Speaking at the White House recently, Nobel laureate Elie Wiesel talked of the evil of indifference and of the perils of appeasing dictators and repeating history's mistakes.

``In a way,'' he said in the presence of President Clinton and the First Lady, ``to be indifferent to suffering is what makes the human being inhuman.''

Wiesel's prophetic words now appear to have fallen on deaf ears. Each day the Clinton administration seems to be moving further and further away from the moral high ground when it comes to U.S.-Cuba policy and the plight of the Cuban people under Fidel Castro's tyranny.

The administration's ill-conceived and ill-timed baseball diplomacy has shifted the focus of debate around the world away from the ruthless Castro regime's human-rights abuses to banal, senseless chatter about batting averages, wood vs. aluminum and outfield padding.

In March, the headlines condemning the Cuban government's crackdown on dissent were wiped off the front pages when the administration responded to the brutality with the words Play ball! Now serious discussion about the stinging rebuke of the Cuban regime by the United Nations Human Rights Commission has yielded to yet- another baseball game.

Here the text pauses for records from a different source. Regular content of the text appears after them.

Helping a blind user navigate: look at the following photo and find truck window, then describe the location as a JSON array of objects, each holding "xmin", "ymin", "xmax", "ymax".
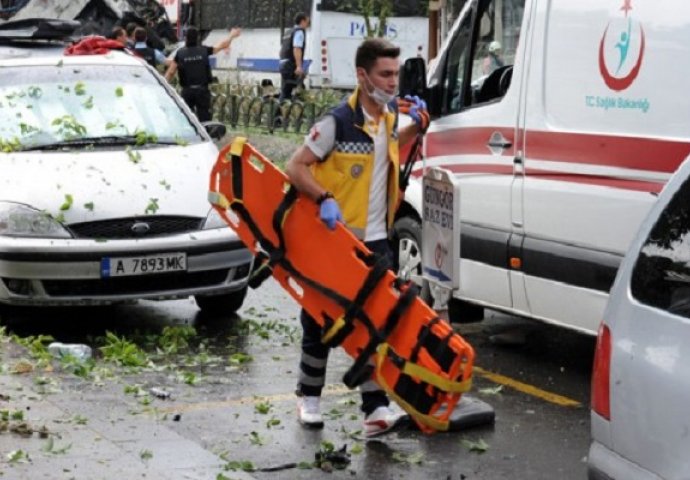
[
  {"xmin": 631, "ymin": 172, "xmax": 690, "ymax": 318},
  {"xmin": 444, "ymin": 0, "xmax": 525, "ymax": 113}
]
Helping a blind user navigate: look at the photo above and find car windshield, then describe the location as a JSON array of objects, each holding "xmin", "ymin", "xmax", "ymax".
[{"xmin": 0, "ymin": 64, "xmax": 202, "ymax": 152}]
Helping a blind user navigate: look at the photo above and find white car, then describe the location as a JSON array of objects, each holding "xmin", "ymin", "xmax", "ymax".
[
  {"xmin": 0, "ymin": 19, "xmax": 252, "ymax": 312},
  {"xmin": 589, "ymin": 152, "xmax": 690, "ymax": 480}
]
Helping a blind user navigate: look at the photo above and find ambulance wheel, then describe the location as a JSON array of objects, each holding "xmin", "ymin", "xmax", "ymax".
[
  {"xmin": 448, "ymin": 297, "xmax": 484, "ymax": 323},
  {"xmin": 194, "ymin": 287, "xmax": 247, "ymax": 314},
  {"xmin": 393, "ymin": 217, "xmax": 434, "ymax": 306}
]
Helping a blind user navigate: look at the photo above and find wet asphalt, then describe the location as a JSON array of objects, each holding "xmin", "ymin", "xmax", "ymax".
[{"xmin": 0, "ymin": 281, "xmax": 594, "ymax": 480}]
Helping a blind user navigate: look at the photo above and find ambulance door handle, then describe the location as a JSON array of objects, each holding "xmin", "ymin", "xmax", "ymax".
[{"xmin": 487, "ymin": 132, "xmax": 513, "ymax": 150}]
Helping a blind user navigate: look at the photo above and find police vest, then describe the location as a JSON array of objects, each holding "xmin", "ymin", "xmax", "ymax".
[
  {"xmin": 134, "ymin": 47, "xmax": 156, "ymax": 68},
  {"xmin": 280, "ymin": 27, "xmax": 307, "ymax": 64},
  {"xmin": 175, "ymin": 45, "xmax": 211, "ymax": 87},
  {"xmin": 312, "ymin": 89, "xmax": 400, "ymax": 239}
]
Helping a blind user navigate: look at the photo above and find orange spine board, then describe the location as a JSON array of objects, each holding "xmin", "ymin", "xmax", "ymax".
[{"xmin": 209, "ymin": 142, "xmax": 474, "ymax": 433}]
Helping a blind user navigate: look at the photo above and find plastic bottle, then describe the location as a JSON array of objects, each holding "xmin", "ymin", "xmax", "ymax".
[{"xmin": 48, "ymin": 342, "xmax": 91, "ymax": 361}]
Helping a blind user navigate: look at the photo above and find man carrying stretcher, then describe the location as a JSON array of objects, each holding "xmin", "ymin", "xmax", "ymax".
[{"xmin": 286, "ymin": 38, "xmax": 429, "ymax": 437}]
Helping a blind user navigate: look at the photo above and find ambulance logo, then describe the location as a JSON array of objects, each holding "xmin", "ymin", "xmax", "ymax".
[{"xmin": 599, "ymin": 0, "xmax": 645, "ymax": 92}]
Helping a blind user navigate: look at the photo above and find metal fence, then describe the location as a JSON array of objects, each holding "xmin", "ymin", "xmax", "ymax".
[{"xmin": 211, "ymin": 84, "xmax": 337, "ymax": 133}]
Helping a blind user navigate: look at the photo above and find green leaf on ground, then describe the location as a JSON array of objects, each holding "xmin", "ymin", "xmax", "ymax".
[
  {"xmin": 60, "ymin": 193, "xmax": 74, "ymax": 212},
  {"xmin": 462, "ymin": 438, "xmax": 489, "ymax": 453}
]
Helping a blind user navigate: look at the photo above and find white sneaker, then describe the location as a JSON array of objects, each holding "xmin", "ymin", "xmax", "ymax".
[
  {"xmin": 297, "ymin": 397, "xmax": 323, "ymax": 428},
  {"xmin": 364, "ymin": 406, "xmax": 405, "ymax": 437}
]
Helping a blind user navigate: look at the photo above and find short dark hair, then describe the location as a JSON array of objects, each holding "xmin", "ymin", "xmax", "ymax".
[
  {"xmin": 295, "ymin": 12, "xmax": 309, "ymax": 25},
  {"xmin": 185, "ymin": 27, "xmax": 199, "ymax": 47},
  {"xmin": 125, "ymin": 22, "xmax": 139, "ymax": 37},
  {"xmin": 108, "ymin": 27, "xmax": 127, "ymax": 40},
  {"xmin": 355, "ymin": 38, "xmax": 400, "ymax": 73},
  {"xmin": 134, "ymin": 27, "xmax": 146, "ymax": 43}
]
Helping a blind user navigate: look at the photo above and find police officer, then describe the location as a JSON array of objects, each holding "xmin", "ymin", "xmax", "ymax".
[
  {"xmin": 133, "ymin": 27, "xmax": 170, "ymax": 68},
  {"xmin": 279, "ymin": 13, "xmax": 309, "ymax": 101},
  {"xmin": 165, "ymin": 27, "xmax": 241, "ymax": 122}
]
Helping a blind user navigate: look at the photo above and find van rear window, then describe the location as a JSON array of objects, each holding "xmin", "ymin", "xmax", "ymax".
[{"xmin": 631, "ymin": 173, "xmax": 690, "ymax": 318}]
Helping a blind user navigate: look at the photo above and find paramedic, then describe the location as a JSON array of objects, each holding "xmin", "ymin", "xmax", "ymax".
[{"xmin": 286, "ymin": 38, "xmax": 428, "ymax": 437}]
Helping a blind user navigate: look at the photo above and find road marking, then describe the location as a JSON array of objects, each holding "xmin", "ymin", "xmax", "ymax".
[
  {"xmin": 159, "ymin": 366, "xmax": 582, "ymax": 413},
  {"xmin": 472, "ymin": 366, "xmax": 582, "ymax": 407},
  {"xmin": 158, "ymin": 383, "xmax": 357, "ymax": 413}
]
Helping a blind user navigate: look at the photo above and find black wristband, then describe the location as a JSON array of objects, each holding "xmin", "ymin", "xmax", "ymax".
[{"xmin": 316, "ymin": 192, "xmax": 333, "ymax": 205}]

The two games trivialize the Cuban experience and have served only those who selfishly advocate rapprochement with the Cuban dictator.

Consider: Just as average Cubans were denied tickets to the March game in Havana, Baltimore Orioles owner Peter Angelos impeded Cuban Americans at Monday's game in Camden Yards from exercising their First Amendment rights, denying their right peaceably to express their disapproval of a grossly politicized spectacle.

Ironically but by no means surprisingly, Angelos made it easy for pro-Castro sympathizers, such as the fringe ``Pastors for Peace,'' to get seats. So much for ``people-to-people contact.'' Where have you gone, indeed, Joe DiMaggio?

As international public opinion at last begins to turn against the Cuban government and entire societies take a stand to address crimes against humanity in the Balkans, the Clinton White House incomprehensibly fails to exercise the seriousness of purpose that one expects of the leader of the Free World when it comes to promoting Cuba's liberty.

As Castro's 300-member delegation arrived in Baltimore -- only 25 players among them, the rest mostly State Security -- four human-rights leaders languished in his political prisons, and prominent activist Leonel Morejon Almagro, fearing for the fate of his family and compatriots, issued an impassioned appeal to the world for solidarity.

Sports have long been a favored ploy of politics, and especially of tyrants in desperate need of propaganda to distract attention from all that is vile in their systems. Witness the Soviet Union and other totalitarian East Bloc nations in international competitions at the height of the Cold War. Remember the infamous 1936 Berlin games when the world emboldened a Nazi regime that was preparing to slaughter six million Jews.

At the close of this century, an administration famed for ``feeling'' our pain is committing the fundamental flaws in judgment of which Wiesel has warned. While trivializing the suffering of the oppressed Cuban people, the administration attempts to wrest control of the policy on Cuba away from the strong bipartisan consensus established on Capitol Hill and relinquish it to those who would succumb to the evils of indifference. It is incumbent upon congressional leaders to place Cuba policy back on track.

Baseball, President Clinton, is not a surrogate for freedom. For the people of Cuba, the only field of dreams is in their hopes of a near future with democracy, civil rights, peace and human dignity.